Além do que vai quebrar toda a expectativa futura da velhice. O homem, antes e acima de tudo, é um ser temporal, com início, meio e fim. Assim é que vai superando cada tempo seu, ampliando suas expectativas e apostando em um futuro com mais esperança e até mais entusiasmo, pois contará com uma rica experiência adquirida ao longo da vida e encontrará um campo propício para demonstrar seu dinamismo, sua articulação e fertilidade em descobrir iniciativas e ideias novas, enfim promovendo tudo aquilo que lhe trouxer satisfação. Desta forma, com tal desiderato, o homem deve organizar em sua fase derradeira o espaço que lhe seja mais conveniente e digno de sua condição, para se aproximar do Supremo Bem, assim referido por Aristóteles ao propor o caminho da realização e perfeição.
Por outro lado, pela própria definição de saúde da Organização Mundial da Saúde, de que se trata de um estado de completo bem-estar físico, mental e social e não ausência de doença ou enfermidade, o estiolamento celular, em razão da idade, por si só, não indica a ocorrência de uma doença. Além do que, vai redescobrir o preconceito em razão da idade e dar azo ao ageísmo, pois qualquer cidadão que entrar na faixa de 60 anos de idade, parâmetro biomarcador preconceituoso, mesmo que seja saudável, passa a ser considerado um doente, tanto na convivência familiar como na comunitária, não potencial, mas por ficção etária.
As políticas públicas preconizadas para os idosos, com ênfase na conquista do ser humano de envelhecer com dignidade, conforme apregoa a Constituição Federal, cairão por terra, assim como os direitos fundamentais com relação à vida, à liberdade, à igualdade e ao respeito. É uma verdadeira operação de desmonte do futuro. A inclusão determinada leva a uma exclusão social.

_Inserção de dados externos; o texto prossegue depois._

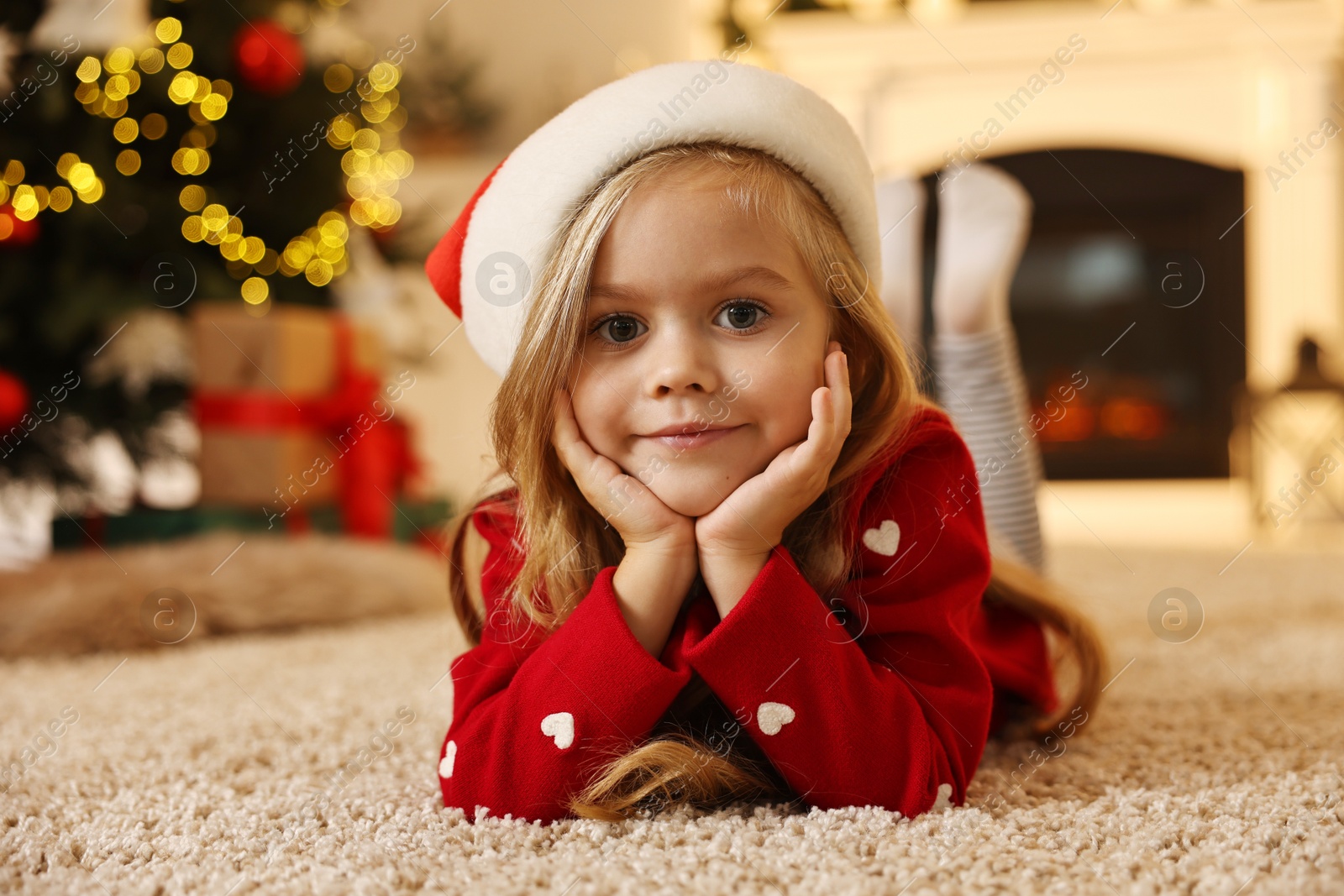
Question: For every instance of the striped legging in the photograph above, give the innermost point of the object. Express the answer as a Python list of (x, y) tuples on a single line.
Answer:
[(980, 385)]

As explicações científicas não trazem justificativas convincentes de que a velhice vem a ser sinônimo de doença, principalmente no momento atual em que se vivencia o crescimento plausível da longevidade, sabendo-se que as gerações infantis de hoje ultrapassarão a faixa dos 100 anos, como resultado de inúmeras pesquisas científicas desenvolvidas com essa finalidade. Se, de um lado, procura-se ampliar a proteção de saúde para o idoso a fim de que tenha melhores condições de vida, de outro, às avessas, reprime-se tal alargamento etário, rotulando-o como um doente. Pode-se concluir, sem exagero, que a pessoa que ingressar na faixa de idoso passa, doravante, a ser portador de comorbidade, em razão da idade.
Não só contraria preceitos universais de saúde, como também resvala no princípio da beneficência disciplinado na Bioética, pois todo o esforço deve ser concentrado para conferir à humanidade idosa tudo aquilo que for necessário, conveniente, adequado e ajustável à sua natureza humana, proporcionando a ela as melhores condições de uma vida saudável. É até incoerente considerá-la doente quando o sucesso da longevidade vem se alardeando e criando novas e esperançosas perspectivas de vida.
Já profetizava Machado de Assis, na obra Memórias Póstumas de Brás Cubas, que "a velhice ridícula é, por ventura, a mais triste e derradeira surpresa da natureza humana."